Collaborating and Engaging with Tools and Technology
Tools and technology have been particularly relevant as we navigate among in-person instruction, distance learning, and various combinations of the two. We’ve had to reimagine the role of tools and technology to consider how we can leverage them to bring quality instruction to each and every student in new ways, no matter how they are joining the classroom. Presentations in this strand will bring innovative ideas for using tools and technology as a means of supporting effective instruction, collaborating with other professionals, engaging students with one another, assessing student learning, and building and maintaining relationships with students and families.
Access and Equity Both Revealed and Revisited
How are we creating inclusive classrooms that allow all students access to high-quality mathematics? By implementing equity-based teaching practices and advocating for the empowerment of each and every learner to experience school mathematics as a whole person, we can dismantle barriers—especially for those who have been marginalized by race, class, ethnicity, socioeconomic status, or gender. Presentations in this strand will highlight how to build student agency using resources such as technology to employ, establish, and foster parental involvement; encourage the use of cultural and linguistic resources; build a student's mathematical identity through self-advocacy in an online/virtual environment; and promote access for each and every learner of mathematics. Presentations and sessions may also examine how educators can dismantle inequitable structures and replace them with policies and practices that broaden the purposes of learning mathematics.

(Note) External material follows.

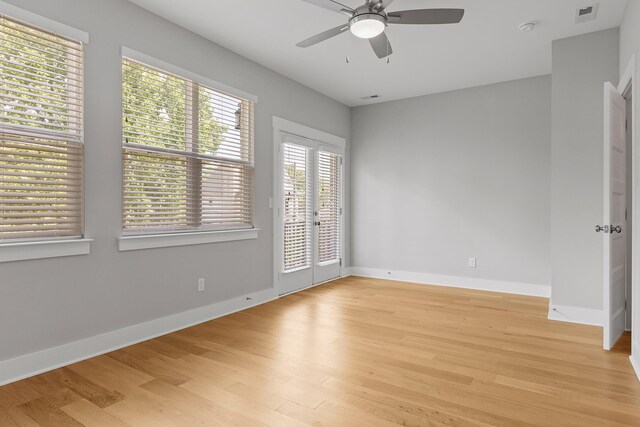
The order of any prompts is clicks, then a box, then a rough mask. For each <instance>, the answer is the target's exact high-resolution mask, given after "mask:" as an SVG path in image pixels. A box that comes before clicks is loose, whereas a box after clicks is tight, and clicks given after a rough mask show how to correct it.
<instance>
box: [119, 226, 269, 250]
mask: <svg viewBox="0 0 640 427" xmlns="http://www.w3.org/2000/svg"><path fill="white" fill-rule="evenodd" d="M259 231H260V229H259V228H247V229H240V230H221V231H200V232H188V233H167V234H149V235H146V236H145V235H135V236H122V237H119V238H118V250H119V251H120V252H124V251H137V250H141V249H154V248H169V247H174V246H190V245H202V244H207V243H219V242H232V241H236V240H251V239H257V238H258V232H259Z"/></svg>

Joy of Teaching, Learning, and Doing Mathematics
How can we strengthen our love of mathematics by engaging in and learning new mathematics? How can we rekindle the joy of teaching for us, which in turn will help our students find joy in learning and doing mathematics? Many of us chose to teach because of an influential teacher who taught us at one time, or because of the joy and satisfaction we received from doing mathematics. Presentations in this strand will highlight mathematical learning for teachers, with sessions focusing on engaging teachers in active problem solving, reasoning and proof, encouraging communication, and exploring connections and representations. Presentations may or may not find their way into the classrooms of the teachers but are intended to embed teachers in a culture of questioning and problem solving, and toward refilling our “mathematical cups.”

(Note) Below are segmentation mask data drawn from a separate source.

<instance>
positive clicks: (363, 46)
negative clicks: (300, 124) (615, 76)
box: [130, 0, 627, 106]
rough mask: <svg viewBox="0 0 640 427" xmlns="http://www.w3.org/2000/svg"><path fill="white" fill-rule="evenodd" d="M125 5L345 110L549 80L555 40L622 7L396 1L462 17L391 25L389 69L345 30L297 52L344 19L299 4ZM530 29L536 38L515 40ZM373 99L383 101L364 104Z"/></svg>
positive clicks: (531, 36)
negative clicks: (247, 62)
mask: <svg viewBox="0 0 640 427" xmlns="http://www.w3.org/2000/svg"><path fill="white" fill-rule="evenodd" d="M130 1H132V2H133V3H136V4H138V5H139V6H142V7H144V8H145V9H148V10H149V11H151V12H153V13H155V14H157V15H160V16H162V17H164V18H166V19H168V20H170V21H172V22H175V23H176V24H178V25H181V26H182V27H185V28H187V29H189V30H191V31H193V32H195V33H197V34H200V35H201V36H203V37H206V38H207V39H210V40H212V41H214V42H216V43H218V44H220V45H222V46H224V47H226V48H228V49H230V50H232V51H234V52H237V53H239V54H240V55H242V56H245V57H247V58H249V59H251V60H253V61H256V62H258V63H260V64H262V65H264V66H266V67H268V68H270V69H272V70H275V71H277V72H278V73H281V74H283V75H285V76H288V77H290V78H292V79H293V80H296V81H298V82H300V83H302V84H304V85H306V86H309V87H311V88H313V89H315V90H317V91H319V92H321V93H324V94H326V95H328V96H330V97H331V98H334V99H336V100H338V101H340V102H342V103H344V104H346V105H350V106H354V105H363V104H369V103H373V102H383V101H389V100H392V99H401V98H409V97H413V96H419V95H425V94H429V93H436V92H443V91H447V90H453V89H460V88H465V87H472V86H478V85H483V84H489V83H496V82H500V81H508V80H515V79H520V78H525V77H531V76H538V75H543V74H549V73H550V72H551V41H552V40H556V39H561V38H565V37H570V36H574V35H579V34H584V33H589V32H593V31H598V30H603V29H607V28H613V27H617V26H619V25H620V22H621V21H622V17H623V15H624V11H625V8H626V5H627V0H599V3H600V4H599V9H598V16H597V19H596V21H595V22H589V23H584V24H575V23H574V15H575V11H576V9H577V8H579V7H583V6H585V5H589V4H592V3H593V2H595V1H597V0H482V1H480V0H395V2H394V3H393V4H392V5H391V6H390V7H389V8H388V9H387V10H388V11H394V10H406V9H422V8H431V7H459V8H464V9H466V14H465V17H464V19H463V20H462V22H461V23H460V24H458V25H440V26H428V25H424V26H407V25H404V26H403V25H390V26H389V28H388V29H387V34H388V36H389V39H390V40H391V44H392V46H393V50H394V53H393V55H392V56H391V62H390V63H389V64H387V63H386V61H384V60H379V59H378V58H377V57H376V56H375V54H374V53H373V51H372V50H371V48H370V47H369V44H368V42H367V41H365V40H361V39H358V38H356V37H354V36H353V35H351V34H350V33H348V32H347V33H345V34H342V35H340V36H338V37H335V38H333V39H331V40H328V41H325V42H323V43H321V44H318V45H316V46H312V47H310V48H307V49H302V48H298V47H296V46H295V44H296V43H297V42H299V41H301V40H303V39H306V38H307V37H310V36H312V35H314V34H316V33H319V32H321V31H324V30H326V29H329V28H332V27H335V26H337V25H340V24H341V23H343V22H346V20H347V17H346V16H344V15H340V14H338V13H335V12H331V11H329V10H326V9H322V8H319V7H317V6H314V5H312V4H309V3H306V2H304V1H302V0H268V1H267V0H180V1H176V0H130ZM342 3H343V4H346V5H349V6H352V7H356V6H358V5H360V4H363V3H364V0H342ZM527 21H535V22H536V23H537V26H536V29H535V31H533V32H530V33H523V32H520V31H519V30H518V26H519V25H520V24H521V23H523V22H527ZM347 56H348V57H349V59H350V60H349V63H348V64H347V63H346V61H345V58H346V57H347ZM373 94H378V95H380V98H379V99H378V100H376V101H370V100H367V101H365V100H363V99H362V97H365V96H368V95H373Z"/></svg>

Teaching and Learning in the Current Era
How have your instructional practices changed or grown as a result of the pandemic? What lessons have you learned about effective mathematics instruction that have led to transformational changes you will continue after the pandemic? Creating effective learning environments for each and every student requires implementing research-informed and equitable teaching practices. Presentations in this strand will discuss mathematical teaching practices while highlighting classroom-tested activities that allow each and every student to engage with and find success in mathematics. To promote deep mathematical learning, presentations may include the following: goals to focus learning, high-level tasks, robust assessments, connections and mathematical representations, effective questioning strategies, productive struggle, and technology that supports visualizing and comprehending mathematical ideas.
Broadening the Purpose of Mathematics
Now more than ever, our students need mathematics to make sense of the world. NCTM’s Catalyzing Change series calls us to “empower each and every student with deep mathematical understanding and positive dispositions toward mathematics that support interactions with mathematics throughout life” (Catalyzing Change in Early Childhood and Elementary Mathematics: Initiating Critical Conversations, p. 11). Fostering the wonder, joy, and beauty of mathematics is imperative as we cultivate the mathematical mindset students need to understand and examine the world around them. Presentations in this strand will highlight ways in which educators “situate the learning of mathematics not only as important for college, career, and life but also as a human endeavor that values historical, cultural, and aesthetic perspectives of mathematics” (p. 11).
Leveraging Assessments to Promote Student Learning and Improve Instructional Programs
This strand highlights the different purposes of assessment in mathematics teaching and learning. Presentations in this strand will address how assessment can be an integral part of instruction to promote student learning, ways in which assessment can provide evidence about all components of students’ mathematics learning—including strengths and intellectual gifts—and ways in which assessment can provide an accurate picture of teacher and student performance. Presentations may also address the role of technology in assessment, the use of formative assessment in the classroom, the way assessment can inform program improvement, and strategies to overcome unintended consequences of assessment.